Change in staging following FDG PET-CT
For each patient who had TNM staging information available both pre- and post-FDG PET-CT, the effect of the additional scan on the staging was grouped as follows:
A = negative scan
B = no change in stage
C = up-stage N
D = up-stage M
Group C indicates local nodes identified and involved on FDG PET-CT (i.e. N0 up-staged to N1, N2 or N3) and group D, newly diagnosed metastases (i.e. M0 up-staged to M1).
Statistics
To test for statistical differences between mean values, unpaired Student’s T test was used. P-values below 0.05 were considered statistically significant.
Results
Patient and tumour characteristics
A total of 330 patients with newly diagnosed, biopsy-proven gastric adenocarcinoma were identified between March 2014 and December 2016. The majority of patients were male (65%, ratio 1.9:1) and median age at diagnosis was 73 years (range, 24–95 years). Histological analysis after endoscopic biopsy showed Lauren classifications consisting of 41% intestinal, 23% diffuse, 11% mixed and 24% not reported. Tumour differentiation at biopsy was 56% poorly differentiated, 33% moderately differentiated 2% well differentiated and 8% not reported. At the time of initial MDT discussion, following endoscopic biopsy and staging CT, 31% patients were found to have metastatic disease. These results are summarised in Table 1.

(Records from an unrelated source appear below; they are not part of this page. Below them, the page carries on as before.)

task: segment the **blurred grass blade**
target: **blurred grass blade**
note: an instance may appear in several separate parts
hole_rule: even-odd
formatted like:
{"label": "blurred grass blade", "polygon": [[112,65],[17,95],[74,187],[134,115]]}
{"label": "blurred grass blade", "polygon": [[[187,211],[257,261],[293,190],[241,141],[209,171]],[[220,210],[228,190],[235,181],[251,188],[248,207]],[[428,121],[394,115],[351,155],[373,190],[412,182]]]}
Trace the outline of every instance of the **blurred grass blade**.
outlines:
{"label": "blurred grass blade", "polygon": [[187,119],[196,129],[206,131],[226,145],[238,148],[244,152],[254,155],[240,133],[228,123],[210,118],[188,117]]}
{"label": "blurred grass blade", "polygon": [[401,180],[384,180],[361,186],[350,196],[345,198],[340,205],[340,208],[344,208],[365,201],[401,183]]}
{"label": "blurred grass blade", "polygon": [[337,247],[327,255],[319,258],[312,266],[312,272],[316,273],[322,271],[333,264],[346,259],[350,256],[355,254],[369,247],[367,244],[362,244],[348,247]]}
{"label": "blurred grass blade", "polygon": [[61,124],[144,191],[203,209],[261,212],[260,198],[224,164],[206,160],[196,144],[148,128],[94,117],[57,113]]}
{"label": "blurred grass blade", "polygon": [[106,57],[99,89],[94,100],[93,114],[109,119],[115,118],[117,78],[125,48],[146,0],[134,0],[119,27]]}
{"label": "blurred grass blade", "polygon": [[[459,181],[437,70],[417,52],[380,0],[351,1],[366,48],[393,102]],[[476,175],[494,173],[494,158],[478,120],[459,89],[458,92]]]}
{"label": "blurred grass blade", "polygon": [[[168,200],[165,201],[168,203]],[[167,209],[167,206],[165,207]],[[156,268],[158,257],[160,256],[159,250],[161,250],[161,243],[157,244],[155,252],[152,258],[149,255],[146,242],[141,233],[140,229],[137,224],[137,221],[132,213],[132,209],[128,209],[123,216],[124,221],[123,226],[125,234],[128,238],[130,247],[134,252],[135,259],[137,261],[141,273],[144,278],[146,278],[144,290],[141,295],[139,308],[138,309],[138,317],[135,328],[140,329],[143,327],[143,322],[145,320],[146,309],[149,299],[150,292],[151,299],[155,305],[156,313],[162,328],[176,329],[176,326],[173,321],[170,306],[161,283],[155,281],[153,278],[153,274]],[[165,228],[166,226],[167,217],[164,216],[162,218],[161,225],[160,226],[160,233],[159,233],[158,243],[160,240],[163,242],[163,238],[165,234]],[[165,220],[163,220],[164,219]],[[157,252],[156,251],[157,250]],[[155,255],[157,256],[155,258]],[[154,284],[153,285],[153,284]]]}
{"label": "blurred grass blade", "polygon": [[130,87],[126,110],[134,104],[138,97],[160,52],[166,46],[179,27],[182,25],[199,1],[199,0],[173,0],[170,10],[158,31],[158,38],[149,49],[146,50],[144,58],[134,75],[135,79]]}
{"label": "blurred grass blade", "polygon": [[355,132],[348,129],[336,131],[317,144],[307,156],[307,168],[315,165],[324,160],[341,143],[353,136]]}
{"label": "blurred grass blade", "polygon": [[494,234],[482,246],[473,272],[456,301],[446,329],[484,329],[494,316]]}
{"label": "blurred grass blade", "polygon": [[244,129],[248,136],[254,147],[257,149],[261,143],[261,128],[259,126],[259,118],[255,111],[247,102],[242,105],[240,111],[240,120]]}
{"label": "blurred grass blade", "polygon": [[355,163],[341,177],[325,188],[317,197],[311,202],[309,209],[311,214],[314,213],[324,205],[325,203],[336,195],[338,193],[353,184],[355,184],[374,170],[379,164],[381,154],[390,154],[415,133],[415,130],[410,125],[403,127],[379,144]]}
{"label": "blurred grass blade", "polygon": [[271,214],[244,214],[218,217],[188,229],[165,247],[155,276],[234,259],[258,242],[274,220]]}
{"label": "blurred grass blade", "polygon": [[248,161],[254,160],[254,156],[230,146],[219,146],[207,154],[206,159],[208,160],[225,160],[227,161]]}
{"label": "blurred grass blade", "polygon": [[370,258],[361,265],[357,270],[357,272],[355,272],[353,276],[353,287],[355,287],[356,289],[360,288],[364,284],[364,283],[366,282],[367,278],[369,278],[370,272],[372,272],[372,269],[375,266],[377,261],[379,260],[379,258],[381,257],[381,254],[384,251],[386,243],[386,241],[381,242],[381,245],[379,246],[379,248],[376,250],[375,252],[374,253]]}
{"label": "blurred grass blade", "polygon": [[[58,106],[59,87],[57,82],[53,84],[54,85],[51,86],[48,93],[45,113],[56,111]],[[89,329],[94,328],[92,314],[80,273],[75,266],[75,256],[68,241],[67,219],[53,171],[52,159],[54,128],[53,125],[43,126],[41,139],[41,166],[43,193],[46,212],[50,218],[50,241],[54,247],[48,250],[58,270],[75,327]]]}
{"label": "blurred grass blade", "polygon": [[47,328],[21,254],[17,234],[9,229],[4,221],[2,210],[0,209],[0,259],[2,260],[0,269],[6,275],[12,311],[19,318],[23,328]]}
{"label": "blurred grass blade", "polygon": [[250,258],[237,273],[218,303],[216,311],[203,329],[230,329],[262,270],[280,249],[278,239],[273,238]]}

Table 1. Overview of patient and tumour characteristics.
Characteristic | Overall, N = 330, n (%) | PET-CT group, N = 105, n (%) | |
---|---|---|---|
Sex | Male | 216 (65) | 74 (70) |
Female | 114 (35) | 31 (30) | |
Median age | 73 (range 24–95) | 69 (range 24–87) | |
Lauren’s classification | Intestinal | 135 (41) | 44 (42) |
Diffuse | 77 (23) | 30 (29) | |
Mixed | 37 (11) | 16 (15) | |
Other | 3 (1) | 0 (0) | |
Not reported | 78 (24) | 15 (14) | |
Differentiation | Well | 8 (2) | 1 (1) |
Moderate | 110 (33) | 36 (34) | |
Poor | 186 (56) | 64 (61) | |
Not reported | 26 (8) | 4 (4) | |
Metastases | M0 | 227 (69) | 75 (71) |
M1 | 103 (31) | 30 (29) |
Uptake distribution of FDG
A total of 105 patients (32%) underwent PET-CT as part of the staging process. Breakdown of the patient and tumour characteristics of this sub-group of patients is also shown in Table 1. FDG PET-CT scans were not performed in the remainder of cases due to findings of metastatic disease on CT 88 (27%), frailty and limited treatment decisions 56 (17%), early/straight to surgery 45 (14%), patient declined 2 (1%) and not documented 34 (9%).
Analysis of FDG PET-CT scan reports showed that 86% of patients had an FDG-avid primary tumour (groups 2–4; 90 of 105 PET-CT scans), with breakdown of distribution as follows: 40 (38%) patients had a positive primary tumour only (group 2), 23 (22%) had positive primary and locoregional lymph nodes (group 3), and 27 (26%) had positive primary and distant metastases (group 4) (Fig. 1). Example images are shown in Fig. 2. The average size of FDG negative tumours was 39.7 mm (range 10–80 mm), i.e. tumours were larger than the resolution of PET-CT. The presence of FDG uptake unrelated to the gastric primary was also recorded and found to be present in 71 (68%) of FDG PET-CT scan reports. Thirteen of 105 (12%) patients required further investigation of incidental findings based on FDG PET-CT results. These included endobronchial ultrasound (EBUS) for upper mediastinal nodes (n = 4), colonoscopy (n = 2), cystoscopy (n = 2), fine needle aspiration of supraclavicular node (n = 1), breast ultrasound (n = 1) and pleural biopsy (n = 1). Incidental uptake typically represented distant inflammatory processes. However, in two cases a synchronous primary tumour was newly identified elsewhere (squamous cell carcinoma of the lung and B cell lymphoma of cervical lymph nodes).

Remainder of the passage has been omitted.